Sometimes well-intentioned artists have painted Mary as lying prostrate under the cross, the wounded mother, helplessly distraught, paralysed in grief, an object for sympathy. But that doesn’t honour what happened there nor teach its lesson. Prostration, in this situation, is weakness, collapse, hysteria, resignation. In the Gospels, “standing” is the opposite, a position of strength. Mary “stood” under the cross.
Still, why the silence and why her seeming unwillingness to act or protest?
In essence, what Mary was doing under the cross was this: She couldn’t stop the crucifixion (there are times when darkness has its hour) but she could stop some of the hatred, bitterness, jealousy, heartlessness, and anger that caused it and surrounded it. And she helped stop bitterness by refusing to give it back in kind, by transforming rather than transmitting it, by swallowing hard and (literally) eating bitterness rather than giving it back, as everyone else was doing.
Had Mary, in moral outrage, begun to scream hysterically, shout angrily at those crucifying Jesus, or physically tried to attack someone as he was driving the nails into Jesus’ hands, she would have been caught up in the same kind of energy as everyone else, replicating the very anger and bitterness that caused the crucifixion to begin with. What Mary was doing under the cross, her silence and seeming unwillingness to protest notwithstanding, was radiating all that is antithetical to the crucifixion: gentleness, understanding, forgiveness, peace, light.
And that’s not easy to do. Everything inside us demands justice, screams for it, and refuses to remain silent in the presence of injustice. That’s a healthy instinct and sometimes acting on it is good. We need, at times, to protest, to shout, to literally throw ourselves into the face of injustice and do everything in our power to stop the crucifixion.
But there are times too when things have gone so far that shouts and protests are no longer helpful, darkness is going to have its hour come what may and all we can do is to stand under the cross and help eat its bitterness by refusing to participate in its energy. In those situations, like Mary, we have to say: “I can’t stop this crucifixion, but I can stop some of the hatred, bitterness, jealousy, brute-heartlessness, and darkness that surround it. I can’t stop this, but I will not conduct its hatred.”

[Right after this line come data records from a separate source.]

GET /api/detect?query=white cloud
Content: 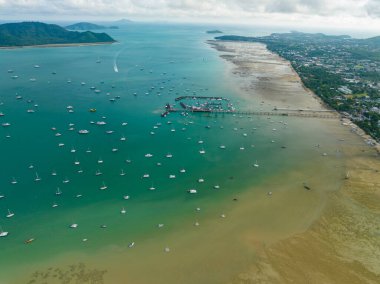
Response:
[0,0,380,30]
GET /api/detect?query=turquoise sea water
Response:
[0,24,348,278]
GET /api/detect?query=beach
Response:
[0,25,380,284]
[212,42,380,283]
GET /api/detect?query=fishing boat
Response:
[5,209,15,218]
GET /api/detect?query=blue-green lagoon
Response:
[0,24,368,284]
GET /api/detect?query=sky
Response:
[0,0,380,33]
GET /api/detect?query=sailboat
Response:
[100,182,108,190]
[5,209,15,218]
[34,172,41,181]
[0,227,9,237]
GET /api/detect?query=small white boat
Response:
[0,227,9,238]
[34,173,41,181]
[5,209,15,218]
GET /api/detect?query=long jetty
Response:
[165,108,340,119]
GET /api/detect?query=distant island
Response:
[206,30,223,34]
[0,22,115,48]
[65,22,119,31]
[215,32,380,141]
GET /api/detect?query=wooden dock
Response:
[166,108,340,119]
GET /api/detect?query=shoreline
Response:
[211,38,380,284]
[207,40,380,154]
[0,41,116,50]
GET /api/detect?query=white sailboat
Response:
[100,182,108,190]
[34,172,41,181]
[5,209,15,218]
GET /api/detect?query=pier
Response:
[161,96,340,119]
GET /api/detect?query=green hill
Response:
[65,22,118,31]
[0,22,115,47]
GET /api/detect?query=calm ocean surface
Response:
[0,24,343,283]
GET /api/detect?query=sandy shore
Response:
[211,39,380,283]
[0,42,115,49]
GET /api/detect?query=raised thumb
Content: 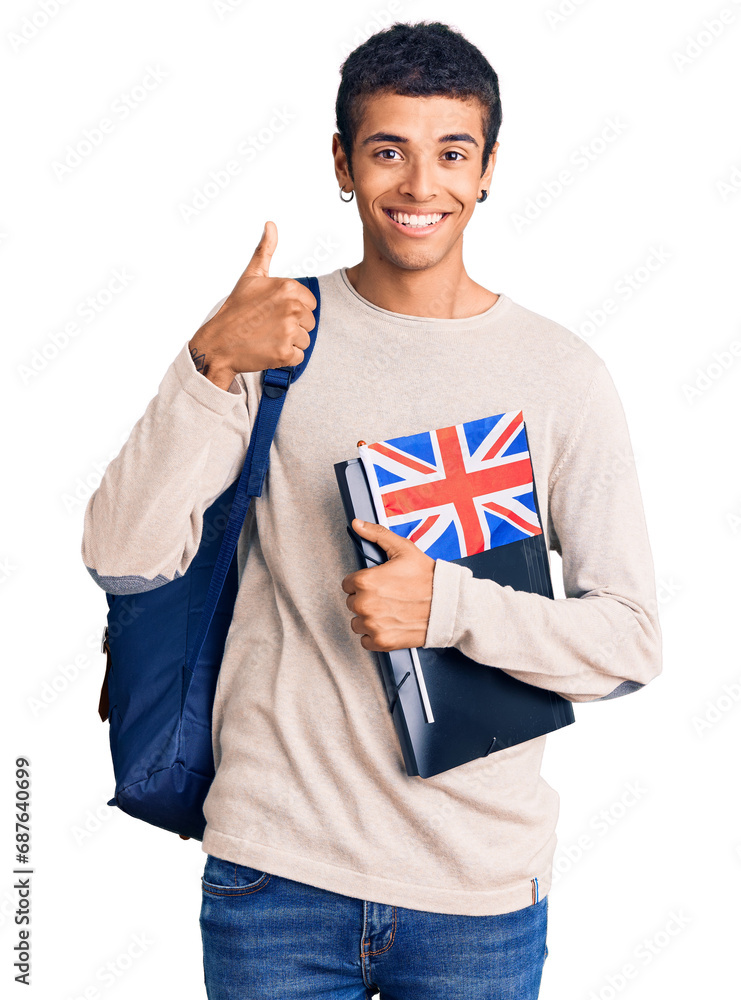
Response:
[243,222,278,278]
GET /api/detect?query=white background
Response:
[0,0,741,1000]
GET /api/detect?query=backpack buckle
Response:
[262,365,294,399]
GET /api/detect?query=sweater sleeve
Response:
[82,296,250,594]
[424,362,662,702]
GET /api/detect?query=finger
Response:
[291,278,317,314]
[242,222,278,278]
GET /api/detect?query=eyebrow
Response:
[361,132,478,146]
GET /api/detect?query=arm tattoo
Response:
[190,347,208,375]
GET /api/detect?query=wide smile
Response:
[383,208,450,238]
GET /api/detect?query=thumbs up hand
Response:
[189,222,317,388]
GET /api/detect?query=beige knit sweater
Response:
[82,268,661,915]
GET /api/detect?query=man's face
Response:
[333,94,499,270]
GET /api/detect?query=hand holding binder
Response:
[342,518,435,652]
[334,411,574,778]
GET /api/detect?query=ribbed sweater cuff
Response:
[174,340,243,415]
[423,559,471,649]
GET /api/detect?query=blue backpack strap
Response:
[187,277,321,673]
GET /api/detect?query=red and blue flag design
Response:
[358,410,542,560]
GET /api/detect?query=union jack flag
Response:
[358,410,542,560]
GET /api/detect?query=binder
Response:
[334,418,575,778]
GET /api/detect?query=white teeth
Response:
[389,212,443,228]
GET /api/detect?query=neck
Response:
[345,246,499,319]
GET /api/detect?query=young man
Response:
[82,22,661,1000]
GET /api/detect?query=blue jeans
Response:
[200,854,548,1000]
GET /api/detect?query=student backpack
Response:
[98,277,320,840]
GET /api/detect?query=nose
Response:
[399,157,438,205]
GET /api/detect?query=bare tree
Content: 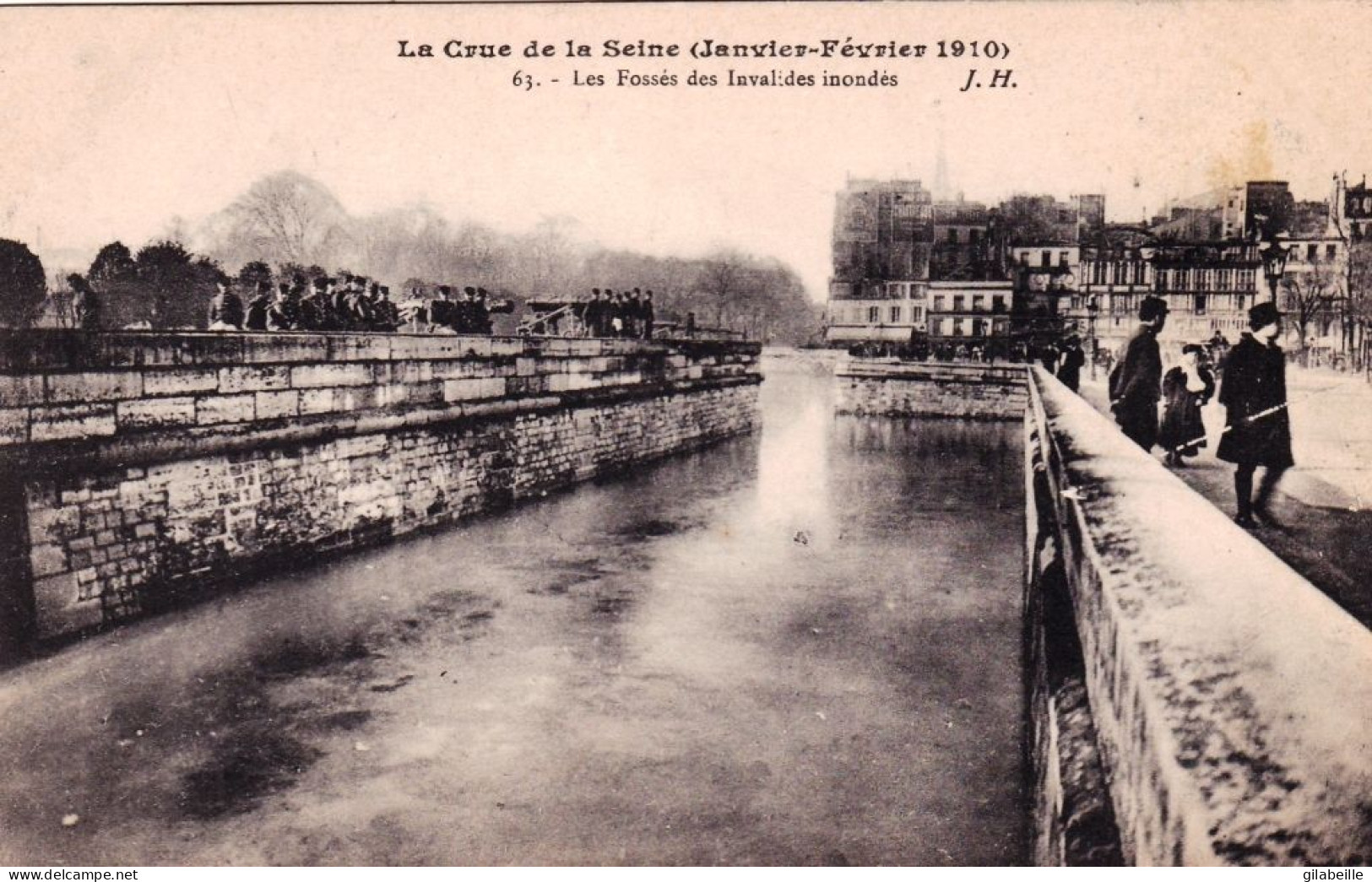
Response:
[1345,240,1372,368]
[210,171,351,266]
[1282,258,1343,353]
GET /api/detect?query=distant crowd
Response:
[68,274,656,340]
[529,288,656,340]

And that’s not the same thing as despair. Our muted helplessness is not a passive resignation but the opposite. It’s a movement towards the only rays of light, love, and faith that still exist in that darkness and hatred. And, at that moment, it’s the only thing that faith and love can do.
As the Book of Lamentations says, there are times when the best we can do is “put our mouths to the dust and wait!” Sometimes too, as Rainer Marie Rilke says, the only helpful thing is to absorb the heaviness: “Do not be afraid to suffer, give the heaviness back to the weight of the earth; mountains are heavy, seas are heavy.”
That’s not passivity, resignation, or weakness; it’s genuine, rare strength. It’s “standing under the cross” so as to help take away some of its hatred, chaos, bitterness, and violence.
So this is the image: Sometimes darkness has its hour and there is nothing we can do to stop it. Sometimes the blind, wounded forces of jealousy, bitterness, violence, and sin cannot, for that moment, be stopped. But, like Mary under the cross, we are asked to “stand” under them, not in passivity and weakness, but in strength, knowing that we can’t stop the crucifixion but we can help stop some of the hatred, anger, and bitterness that surrounds it.